|An image from last year’s Wild Beer & Game dinner|
Trinity Brewing has gone above and beyond with this year’s Wild Beer & Game dinner! This week they are bringing sour beer expert Peter Bouckaert down from New Belgium brewing to brew a special collaborative Berliner Weiss at Trinity and that beer will be one of the beers available at the six-course dinner, each course paired with a beer that has wild yeasts. That kinda blows my mind a little. Check out the menu below to see just how amazing this year’s dinner will be.
If you’ll step back in time with us for a moment you might remember that we covered last year’s Wild Beer & Game dinner. It was definitely a standout moment for me and some of the best pairing beer and food pairing I’ve had. See all our photos and recap of that here.
So you’re not going to want to miss out on this event. Seats are very limited and will likely sell out very quickly. Tickets are $90 plus tip. (***Just heard they sold out immediately! Better get on the waitlist!) The event is set for Sunday Feb. 24th at 8pm. Visit Trinity or call at 719.634.0029.
Here’s a look at the menu:
New Belgium & TRiNiTY Berliner Wiesse Collaboration, with Amuse Bouche.
Cantaloupe and Locally Raised Wild Goat Buffalo Cheese on an Endive Leaf.
Biere de Mars alongside appetizer.
Colorado Micro Celery wrapped in a Thick Cut Wild Boar Prosciutto Cigar.
Red Swingline, IPA Primitif and salad.
Fried Kale topped with Roasted Red Peppers, Red Onions, Supremed Tangerines finished with a Marinated and Lightly Seared Ahi Tuna in a Miso Drizzle.

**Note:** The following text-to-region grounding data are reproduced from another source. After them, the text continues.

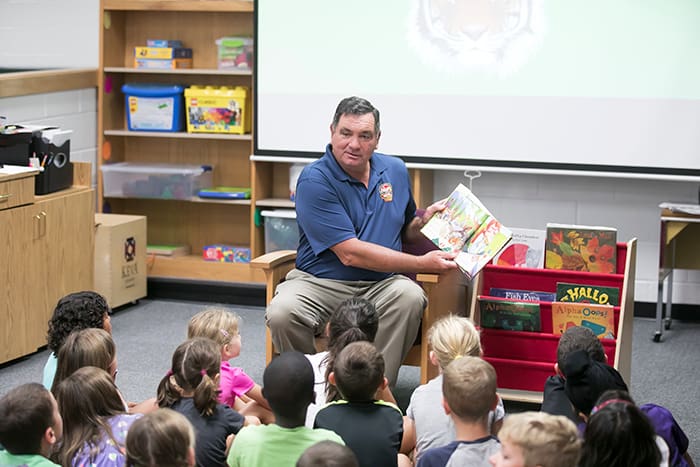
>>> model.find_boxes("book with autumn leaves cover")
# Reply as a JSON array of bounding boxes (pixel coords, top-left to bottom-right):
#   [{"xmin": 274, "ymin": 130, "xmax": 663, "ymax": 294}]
[{"xmin": 544, "ymin": 224, "xmax": 617, "ymax": 274}]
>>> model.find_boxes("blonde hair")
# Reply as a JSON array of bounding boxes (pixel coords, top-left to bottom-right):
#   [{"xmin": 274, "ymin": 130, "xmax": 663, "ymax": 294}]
[
  {"xmin": 126, "ymin": 408, "xmax": 195, "ymax": 467},
  {"xmin": 428, "ymin": 315, "xmax": 481, "ymax": 370},
  {"xmin": 498, "ymin": 411, "xmax": 582, "ymax": 467},
  {"xmin": 187, "ymin": 307, "xmax": 239, "ymax": 348}
]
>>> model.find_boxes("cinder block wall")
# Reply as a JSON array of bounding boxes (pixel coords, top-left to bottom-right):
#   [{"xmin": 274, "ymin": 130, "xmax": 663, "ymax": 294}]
[
  {"xmin": 0, "ymin": 89, "xmax": 98, "ymax": 185},
  {"xmin": 435, "ymin": 171, "xmax": 700, "ymax": 305}
]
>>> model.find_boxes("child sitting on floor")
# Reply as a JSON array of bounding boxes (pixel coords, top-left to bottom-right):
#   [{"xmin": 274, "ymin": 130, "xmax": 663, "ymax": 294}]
[
  {"xmin": 406, "ymin": 315, "xmax": 505, "ymax": 461},
  {"xmin": 54, "ymin": 366, "xmax": 141, "ymax": 466},
  {"xmin": 0, "ymin": 383, "xmax": 63, "ymax": 467},
  {"xmin": 227, "ymin": 351, "xmax": 344, "ymax": 467},
  {"xmin": 488, "ymin": 411, "xmax": 581, "ymax": 467},
  {"xmin": 126, "ymin": 408, "xmax": 196, "ymax": 467},
  {"xmin": 314, "ymin": 341, "xmax": 408, "ymax": 467},
  {"xmin": 304, "ymin": 297, "xmax": 398, "ymax": 427},
  {"xmin": 296, "ymin": 441, "xmax": 359, "ymax": 467},
  {"xmin": 188, "ymin": 307, "xmax": 273, "ymax": 424},
  {"xmin": 43, "ymin": 290, "xmax": 112, "ymax": 389},
  {"xmin": 417, "ymin": 356, "xmax": 501, "ymax": 467},
  {"xmin": 158, "ymin": 337, "xmax": 249, "ymax": 467}
]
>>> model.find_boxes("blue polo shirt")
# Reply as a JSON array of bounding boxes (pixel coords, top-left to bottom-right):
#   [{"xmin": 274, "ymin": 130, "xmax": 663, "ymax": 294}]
[{"xmin": 295, "ymin": 144, "xmax": 416, "ymax": 281}]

Heavenly Feijoa Tripel paired with our Entree.
Wild Gulf Shrimp Sauteed in a White Wine Lemon Butter then topped with a Garlic Beurre Monte Sauce over a Local Rice Pilaf.
Damn, it Feels Good to be a Gangsta, Obscur Noir and the Main Course.
Pan Seared Crusted Pheasant served with Caramelized Buttered Carrots in a Grains of Paradise Seasoning.
Transatlantique Kriek accompanying Dessert.
Local Glacier Vanilla Ice Cream with a Wild Grain Cinnamon Brugge Waffle and a Dark Chocolate Pappy Legba Drizzle topped with a Sprig of candied Mint.